#ReDI #26s_dcp_data_circle #data_project
Original idea proposed by Nelson in 2024 as a student project for the Data Circle course at ReDI School of Digital Integration.
This project uses a structured, end-to-end analytical workflow to investigate global developer trends using the Stack Overflow 2025 Developer Survey dataset. It ensures statistical rigour, reproducibility, and alignment with industry benchmarks to provide actionable insights into the evolving professional landscape, identify high-value skill sets, and support data-driven career positioning.
This project uses the 2025 Stack Overflow Developer Survey dataset, a comprehensive primary source representing the global software development ecosystem. Stack Overflow conducted a structured online survey targeting developers of all experience levels and specialisations.
This case study examines the complex factors that influence global developer salaries using advanced regression techniques on the 2025 Stack Overflow dataset. The primary objective is to quantify the predictive power of various indicators — age, formal education level, professional experience, developer roles, employment, work environment, geographic location, etc. — on annual compensation.
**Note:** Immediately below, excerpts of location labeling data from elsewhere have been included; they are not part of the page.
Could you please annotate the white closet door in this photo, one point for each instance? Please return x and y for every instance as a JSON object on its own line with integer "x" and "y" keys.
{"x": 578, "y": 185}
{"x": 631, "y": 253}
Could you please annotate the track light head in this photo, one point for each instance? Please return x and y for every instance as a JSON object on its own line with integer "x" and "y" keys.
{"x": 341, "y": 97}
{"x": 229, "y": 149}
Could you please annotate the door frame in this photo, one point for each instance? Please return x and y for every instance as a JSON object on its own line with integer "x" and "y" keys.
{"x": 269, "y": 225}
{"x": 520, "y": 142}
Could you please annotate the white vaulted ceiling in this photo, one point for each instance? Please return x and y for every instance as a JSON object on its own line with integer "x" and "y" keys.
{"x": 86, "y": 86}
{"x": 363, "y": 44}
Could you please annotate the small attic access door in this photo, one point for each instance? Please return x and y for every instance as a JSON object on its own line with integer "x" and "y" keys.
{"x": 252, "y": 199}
The study will serve as a data-driven benchmark for students to assess their career prospects and negotiate compensation based on objective global market trends.
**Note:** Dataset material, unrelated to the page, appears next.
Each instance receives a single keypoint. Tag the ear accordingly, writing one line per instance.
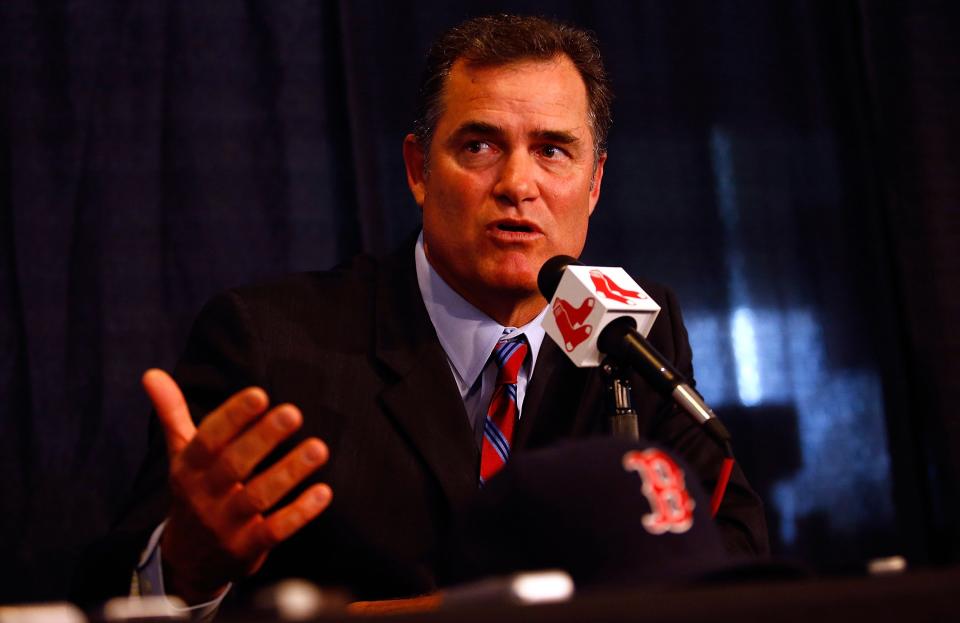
(597, 179)
(413, 158)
- Form teams (2-3 students) and assign roles
- Identify required datasets
- Get raw data and check if it is complete
- Set up project environment, GitHub repository, and documentations
- Choose required features to answer your questions
- Clean and standardise raw fields
- Handle missing values, duplicates, and inconsistent formats
- Normalise numeric fields and parse text‑based features
- Produce a first “clean dataset” for exploration
- Analyse distributions, outliers, and skewness
- Explore relationships between features
- Generate geographic visualisations
- Document insights that inform feature engineering and modelling
- Create new features (programming languages, frameworks, tools)
- Finalise modelling dataset with all engineered features
- Split the final dataset into training (75-80% observations) and test (25-30% observations) datasets
- Train baseline models (e.g., linear regression) for interpretability
- Evaluate performance metrics
- Identify feature gaps or data issues requiring refinement
- Train ensemble models (e.g., Random Forest, Gradient Boosting, CatBoost)
- Tune hyperparameters using k‑fold cross‑validation
- Compare models on cross‑validated performance metrics
- Select top candidates for final evaluation
- Evaluate final models on the test set
- Interpret model results to identify which features have the strongest impact (SHAP or similar techniques)
- Create visualizations showing feature importance
- Document model strengths, limitations, and interpretability findings
- Build interactive dashboard (Streamlit)
- Include maps visualisations, predictions, feature importance
- Compile full project report (methodology, results, recommendations)
- Deliver model, data dictionary, and reproducibility notes
- Give next‑phase recommendations (e.g., deployment, monitoring, further improvements)